Radiocarbone : étudier le climat passé et prédire le futur

Edouard Bard , climatologue au CEREGE (AMU, CNRS, IRD, INRAE, Collège de France), professeur au Collège de France et membre de l’Académie des Sciences, nous raconte pourquoi enregistrer les variations du radiocarbone (14C) est essentiel pour comprendre l'histoire du climat de la Terre, son champ magnétique et l'activité du Soleil.

Temps de lecture : 3 minutes

Fanny Trifilieff : Pouvez-vous rappeler le principe de la datation au radiocarbone (14C) et ses liens avec le climat ?

Edouard Bard : Le radiocarbone est la méthode de datation la plus utilisée pour la période des 50 000 dernières années. Elle est fondée sur la désintégration radioactive du 14C produit originellement dans la haute atmosphère par interaction avec les particules du rayonnement cosmique.

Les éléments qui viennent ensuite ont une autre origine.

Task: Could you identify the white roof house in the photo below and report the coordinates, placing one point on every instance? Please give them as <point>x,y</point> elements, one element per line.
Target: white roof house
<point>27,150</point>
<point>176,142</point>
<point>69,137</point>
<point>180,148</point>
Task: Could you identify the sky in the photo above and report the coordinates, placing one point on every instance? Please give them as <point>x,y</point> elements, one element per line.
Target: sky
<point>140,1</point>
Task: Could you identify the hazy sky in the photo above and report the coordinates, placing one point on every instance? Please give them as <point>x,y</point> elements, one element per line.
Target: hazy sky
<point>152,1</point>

La teneur en 14C d'un échantillon fossile est comparée à la teneur atmosphérique en 14C, qui constitue la référence de départ, avant sa disparition régulière par désintégration radioactive sur une période de 5 700 ans. Dans sa forme originale, la datation radiocarbone n'est pas exacte car la teneur atmosphérique en 14C ne reste pas constante au fil du temps. Cette teneur a varié en raison des changements du taux de production par les rayons cosmiques, ainsi que des réarrangements du cycle biogéochimique du carbone.

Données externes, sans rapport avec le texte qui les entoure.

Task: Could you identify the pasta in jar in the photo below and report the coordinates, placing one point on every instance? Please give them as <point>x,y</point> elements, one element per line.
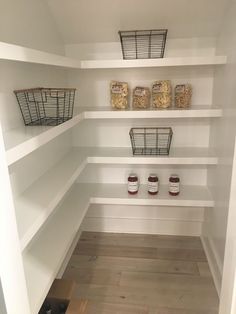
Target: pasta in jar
<point>119,95</point>
<point>161,94</point>
<point>141,98</point>
<point>183,95</point>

F.T : D'où vient la nécessité d’enregistrer les variations du 14C atmosphérique dans le passé ?

E.B : L’enregistrement des variations naturelles du 14C est essentiel pour notre compréhension des fluctuations des champs magnétiques du Soleil et de la Terre, ainsi que du cycle biogéochimique du carbone en lien avec le climat. La série précise du 14C atmosphérique remontant à 50 000 ans permet d’étudier et de simuler les processus terrestres et d’améliorer les modèles informatiques utilisés pour les projections du changement climatique actuel. En effet, les simulations climatiques compilées par le Groupe d'experts intergouvernemental sur l'évolution du climat (GIEC) s'appuient sur le 14C comme indicateur de l’activité solaire et comme traceur du cycle global du carbone, ainsi que comme chronomètre pour la plupart des séries paléoclimatiques des 50 000 dernières années. Le 14C est donc crucial pour comprendre et se préparer aux futurs changements climatiques.

Le 14C nous renseigne aussi sur l’occurrence dans le passé d’éruptions solaires extrêmes, avec des amplitudes beaucoup plus grandes que celles observées par les astronomes. De tels événements pourraient endommager de façon catastrophique nos satellites, ainsi que les réseaux électriques et de télécommunication.

F.T : Quelles sont les perspectives de ces recherches menées au CEREGE ?

E.B : L’unité dédiée à l’étude du radiocarbone au CEREGE continue de travailler sur de nouvelles séries d’arbres subfossiles du Sud-Est des Alpes (collaboration avec l’IMBE) et des archives marines. Nous nous concentrons sur la variabilité du 14C à la surface des océans qui est un indicateur des échanges gazeux air-mer et du mélange du carbone dans l’océan. Nous débutons un projet de recherche collaborative internationale (ANR MARCARA avec l’Institut Alfred Wegener de Bremerhaven) focalisé sur l’observation et la modélisation numérique pour des sites clés des principaux océans au cours de périodes climatiques contrastées des 50 000 dernières années dont le rôle sur le cycle du carbone est encore mal compris.

Edouard Bard a également abordé ce sujet dans un podcast pour Science.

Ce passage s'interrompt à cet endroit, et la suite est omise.